Assistant Professor of Music
Ethnomusicology
cbarron@fas.harvard.edu
Music Building 202S
617-384-7740

Charrise Barron is an ethnomusicologist and scholar of African American religious and cultural history. While her research, writing, and presentations have explored a range of topics in African American music, religion, and culture, her current book project The Platinum Age of Gospel centers on contemporary gospel music and illuminates the marked shifts away from previous eras of gospel performance and culture which have defined the last thirty years of the genre. 

Photo credit: Rachael Cossey

Barron earned her PhD in African and African American Studies, with a secondary field of study in ethnomusicology, from Harvard University. She holds a Master of Divinity summa cum laude from Yale Divinity School, where she was also an active student in the Institute of Sacred Music (ISM). Dr. Barron is a Forum for Theological Exploration (FTE) Doctoral Fellowship alumna, and a member of the Harvard University Society of Horizons Scholars.  

While teaching at Brown University (2018-2022), Barron co-founded the Black Music Studies Initiative to support research and teaching of African and African diasporic music. She has also taught at Yale (2017-2018) as a Postdoctoral Fellow at the Institute of Sacred Music, and at Colorado College (2016-2017) while a Riley Scholar-in-Residence in the Music Department.  

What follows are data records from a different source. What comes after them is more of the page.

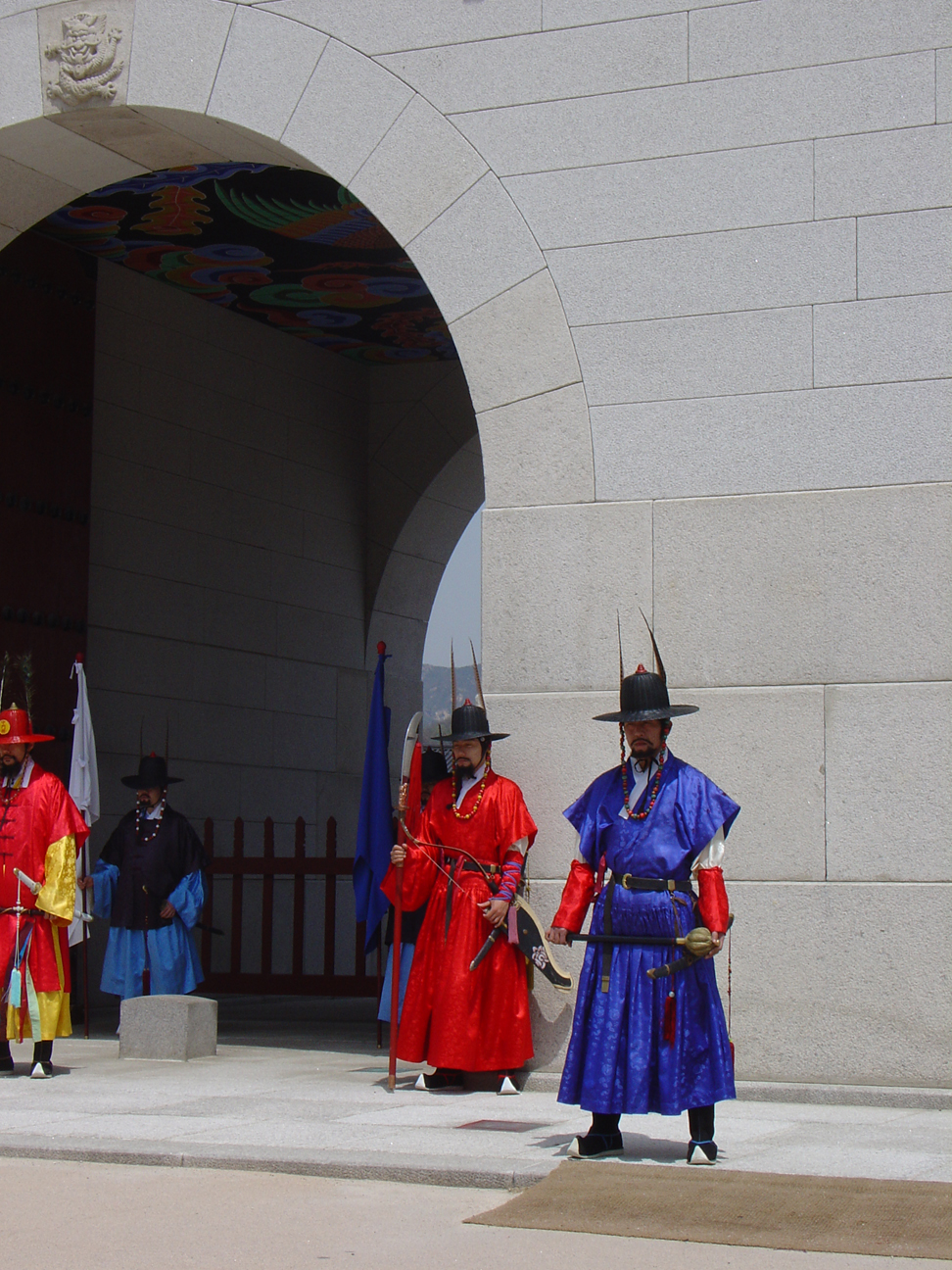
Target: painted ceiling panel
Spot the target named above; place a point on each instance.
(288, 248)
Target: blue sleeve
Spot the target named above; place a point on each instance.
(702, 807)
(188, 898)
(586, 814)
(104, 878)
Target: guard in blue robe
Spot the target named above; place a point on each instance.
(652, 828)
(147, 884)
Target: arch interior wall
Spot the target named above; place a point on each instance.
(695, 269)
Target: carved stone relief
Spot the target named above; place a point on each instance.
(84, 55)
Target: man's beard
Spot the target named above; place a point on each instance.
(643, 754)
(11, 767)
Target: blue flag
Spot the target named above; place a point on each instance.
(374, 828)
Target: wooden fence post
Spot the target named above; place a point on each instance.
(207, 910)
(236, 898)
(330, 900)
(268, 898)
(297, 936)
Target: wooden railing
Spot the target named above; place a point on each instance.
(268, 866)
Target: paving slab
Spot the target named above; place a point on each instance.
(326, 1111)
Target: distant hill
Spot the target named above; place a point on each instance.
(436, 695)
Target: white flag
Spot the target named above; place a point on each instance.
(84, 779)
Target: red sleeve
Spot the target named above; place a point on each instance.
(513, 816)
(577, 897)
(419, 875)
(712, 900)
(65, 816)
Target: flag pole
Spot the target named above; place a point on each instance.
(411, 750)
(85, 949)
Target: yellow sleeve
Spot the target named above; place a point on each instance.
(57, 895)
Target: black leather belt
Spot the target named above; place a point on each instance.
(652, 883)
(629, 883)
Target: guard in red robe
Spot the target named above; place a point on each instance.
(466, 867)
(41, 831)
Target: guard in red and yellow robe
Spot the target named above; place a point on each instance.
(474, 837)
(41, 831)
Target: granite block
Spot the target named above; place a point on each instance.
(943, 85)
(64, 155)
(517, 344)
(773, 108)
(265, 67)
(819, 438)
(21, 88)
(476, 249)
(881, 829)
(904, 254)
(751, 38)
(882, 171)
(416, 171)
(694, 357)
(385, 25)
(197, 30)
(344, 112)
(539, 68)
(663, 197)
(167, 1028)
(882, 340)
(558, 636)
(28, 196)
(840, 587)
(704, 273)
(539, 450)
(828, 1012)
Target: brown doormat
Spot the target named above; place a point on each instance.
(719, 1205)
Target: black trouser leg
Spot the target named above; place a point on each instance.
(42, 1051)
(701, 1122)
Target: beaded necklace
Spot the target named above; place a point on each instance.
(652, 792)
(468, 815)
(142, 815)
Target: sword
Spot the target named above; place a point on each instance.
(532, 943)
(411, 756)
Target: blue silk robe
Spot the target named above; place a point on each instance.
(617, 1060)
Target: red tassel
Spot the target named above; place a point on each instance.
(670, 1017)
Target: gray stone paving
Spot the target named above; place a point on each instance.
(326, 1111)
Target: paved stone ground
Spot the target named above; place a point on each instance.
(147, 1218)
(324, 1109)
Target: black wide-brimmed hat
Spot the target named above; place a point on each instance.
(153, 775)
(470, 723)
(643, 695)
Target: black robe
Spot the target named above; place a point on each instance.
(150, 871)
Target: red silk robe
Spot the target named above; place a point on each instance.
(41, 831)
(475, 1021)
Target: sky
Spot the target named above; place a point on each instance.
(458, 605)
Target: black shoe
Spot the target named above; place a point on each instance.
(702, 1152)
(596, 1146)
(443, 1078)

Barron’s recent publications include the article “Bridging Liturgies in the Black Lives Matter Era” (2020) and the book chapter “Between Free Grace and Liberty: Richard Allen’s Evocations of Eschatological and Immediate Freedom” in Theology, Music, and Modernity: Struggles for Freedom (2021). Barron most recently composed the music for the play The Lawsons: A Civil Rights Love Story, which premiered February 2022 at The Ensemble Theatre in Houston, Texas.